You seem to understand this when it comes to Israel, but not accept it as a legitimate response of Palestinians, or of people the world over who empathise with them, and who are not, despite what you claim, anti-Semitic.
Solidarity – or its synonym – can be used for good or ill, yes. In my experience, with a few notable exceptions, doctors are not political, or at least their politics are secondary to their medical ethos and desired, ideal practice.
Are you positive the doctor/s in this piece by Totten agreed to the inclusion of their photographs clearly identifying them and thus making them a party to such partisan propaganda?
Legitimate response to what?
As for the doctors, I have no idea, but you can always ask him. His post is open for comments.
ok. I’ll leave you to it.
Funny how the only independent journalists you cite are neo-cons and pro-Zionist sadists.
Yeah, I’d say leave it. You’ve got nothing sensible to say on this.
http://www.haaretz.com/hasen/spages/1072040.html
What say you about this Rob?
Not good if it’s true, Peter. But as a lawyer you would know an allegation is just an allegation until it’s tested.
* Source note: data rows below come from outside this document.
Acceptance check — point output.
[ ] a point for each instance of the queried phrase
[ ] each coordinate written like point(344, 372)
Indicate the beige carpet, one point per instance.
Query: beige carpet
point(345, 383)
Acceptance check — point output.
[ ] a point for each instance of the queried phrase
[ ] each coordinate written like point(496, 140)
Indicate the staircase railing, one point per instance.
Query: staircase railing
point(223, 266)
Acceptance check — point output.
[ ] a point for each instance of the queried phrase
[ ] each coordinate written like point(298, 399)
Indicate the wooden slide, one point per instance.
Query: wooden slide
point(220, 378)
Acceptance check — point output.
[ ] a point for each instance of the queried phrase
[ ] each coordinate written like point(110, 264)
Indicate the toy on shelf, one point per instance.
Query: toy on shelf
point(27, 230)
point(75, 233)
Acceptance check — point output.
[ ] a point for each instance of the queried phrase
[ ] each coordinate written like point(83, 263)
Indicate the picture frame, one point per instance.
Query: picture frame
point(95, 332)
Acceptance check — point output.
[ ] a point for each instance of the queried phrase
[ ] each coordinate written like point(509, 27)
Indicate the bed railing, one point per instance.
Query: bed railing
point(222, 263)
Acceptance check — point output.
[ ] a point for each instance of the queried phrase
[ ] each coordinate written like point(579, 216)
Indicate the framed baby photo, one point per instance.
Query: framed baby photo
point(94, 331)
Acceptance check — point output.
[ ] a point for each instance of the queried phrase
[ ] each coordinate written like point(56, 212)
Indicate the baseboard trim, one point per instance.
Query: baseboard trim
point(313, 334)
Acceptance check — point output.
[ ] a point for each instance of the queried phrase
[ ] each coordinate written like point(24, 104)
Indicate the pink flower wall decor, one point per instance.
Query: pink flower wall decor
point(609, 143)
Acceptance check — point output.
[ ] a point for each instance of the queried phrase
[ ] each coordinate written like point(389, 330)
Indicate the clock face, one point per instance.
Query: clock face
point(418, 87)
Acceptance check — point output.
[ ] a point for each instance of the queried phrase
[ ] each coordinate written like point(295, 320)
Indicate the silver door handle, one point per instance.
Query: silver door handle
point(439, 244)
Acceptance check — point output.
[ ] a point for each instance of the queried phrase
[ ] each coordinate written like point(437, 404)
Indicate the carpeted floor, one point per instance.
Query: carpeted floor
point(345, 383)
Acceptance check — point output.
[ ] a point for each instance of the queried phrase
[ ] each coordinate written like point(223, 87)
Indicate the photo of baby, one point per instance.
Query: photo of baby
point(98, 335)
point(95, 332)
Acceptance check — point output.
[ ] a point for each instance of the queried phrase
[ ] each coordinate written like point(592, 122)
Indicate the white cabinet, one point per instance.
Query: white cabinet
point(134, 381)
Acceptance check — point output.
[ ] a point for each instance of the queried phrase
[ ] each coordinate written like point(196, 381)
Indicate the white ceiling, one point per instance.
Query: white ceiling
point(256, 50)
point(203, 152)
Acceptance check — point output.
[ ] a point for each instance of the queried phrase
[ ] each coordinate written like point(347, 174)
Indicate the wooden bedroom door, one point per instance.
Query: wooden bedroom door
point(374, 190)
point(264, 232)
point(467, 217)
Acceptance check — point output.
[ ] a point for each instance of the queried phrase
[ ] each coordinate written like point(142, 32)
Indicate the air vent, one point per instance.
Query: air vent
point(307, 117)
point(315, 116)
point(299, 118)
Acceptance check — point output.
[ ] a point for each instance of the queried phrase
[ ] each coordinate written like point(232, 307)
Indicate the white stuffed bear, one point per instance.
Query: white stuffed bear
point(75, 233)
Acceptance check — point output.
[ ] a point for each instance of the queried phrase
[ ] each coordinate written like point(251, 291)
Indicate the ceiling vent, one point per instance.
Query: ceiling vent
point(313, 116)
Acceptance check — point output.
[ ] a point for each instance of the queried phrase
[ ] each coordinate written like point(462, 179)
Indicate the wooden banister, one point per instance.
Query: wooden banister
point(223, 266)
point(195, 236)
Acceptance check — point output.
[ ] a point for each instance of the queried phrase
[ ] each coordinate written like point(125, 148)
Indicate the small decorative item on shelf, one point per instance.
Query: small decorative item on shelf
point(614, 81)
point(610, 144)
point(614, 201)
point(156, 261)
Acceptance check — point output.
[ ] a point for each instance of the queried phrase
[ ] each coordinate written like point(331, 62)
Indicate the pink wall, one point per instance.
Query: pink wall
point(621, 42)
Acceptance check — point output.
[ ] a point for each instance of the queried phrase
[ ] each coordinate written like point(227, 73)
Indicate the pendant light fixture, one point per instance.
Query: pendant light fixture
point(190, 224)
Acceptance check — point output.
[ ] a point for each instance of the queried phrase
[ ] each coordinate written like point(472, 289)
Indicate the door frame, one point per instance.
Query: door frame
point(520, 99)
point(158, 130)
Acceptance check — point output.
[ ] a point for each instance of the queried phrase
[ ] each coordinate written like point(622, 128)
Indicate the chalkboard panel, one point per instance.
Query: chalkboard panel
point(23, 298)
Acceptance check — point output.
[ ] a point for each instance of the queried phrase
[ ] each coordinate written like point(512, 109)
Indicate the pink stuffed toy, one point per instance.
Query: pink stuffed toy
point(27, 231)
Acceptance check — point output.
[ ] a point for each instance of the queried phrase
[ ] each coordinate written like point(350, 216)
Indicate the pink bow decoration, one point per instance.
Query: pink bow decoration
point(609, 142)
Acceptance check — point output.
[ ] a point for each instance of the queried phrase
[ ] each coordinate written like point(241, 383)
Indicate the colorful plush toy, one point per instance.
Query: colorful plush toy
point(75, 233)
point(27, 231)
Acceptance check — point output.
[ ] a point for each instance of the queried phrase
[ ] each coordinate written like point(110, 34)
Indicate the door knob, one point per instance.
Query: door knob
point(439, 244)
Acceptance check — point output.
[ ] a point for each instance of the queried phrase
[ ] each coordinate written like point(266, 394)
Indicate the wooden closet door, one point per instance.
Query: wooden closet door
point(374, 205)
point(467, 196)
There’s already been some testing:
We’ll have to wait and see. The widely reported attack on the UNWRA school at Jabilya turned out to be false, and acknowledged as such by UNWRA, if you recall.
On reflection, I’m going to take back that comment. The story in Ha’aretz mentions two specific incidents:
(1) a woman and her children were reportedly shot after they turned in the wrong direction after being released by the IDF. They were shot by a sniper in accordance with his standing orders. At worst, that was an accident as the family had been told to take a different exit path, presumably to keep them out of harm’s (and the sniper’s) way.
(2) Members of an IDF argued with an officer who gave orders that a Palestinian woman be shot after she approached within 100 meters of their position. That’s a decision the officer properly had to make on the basis of the perceived threat. The implication is that his squad disagreed with him, although this is unclear. There is no indication that the woman was actually shot.
As far as I can see, these incidents, if true, do very little to substantiate the scare headlines from Ha’aretz. Nor do that newspaper’s subsequent offering on the subject, where the headline totally overstates the content of the story:
Looks like effective tactics to me. The commander’s first obligation is to protect the lives of his own troops.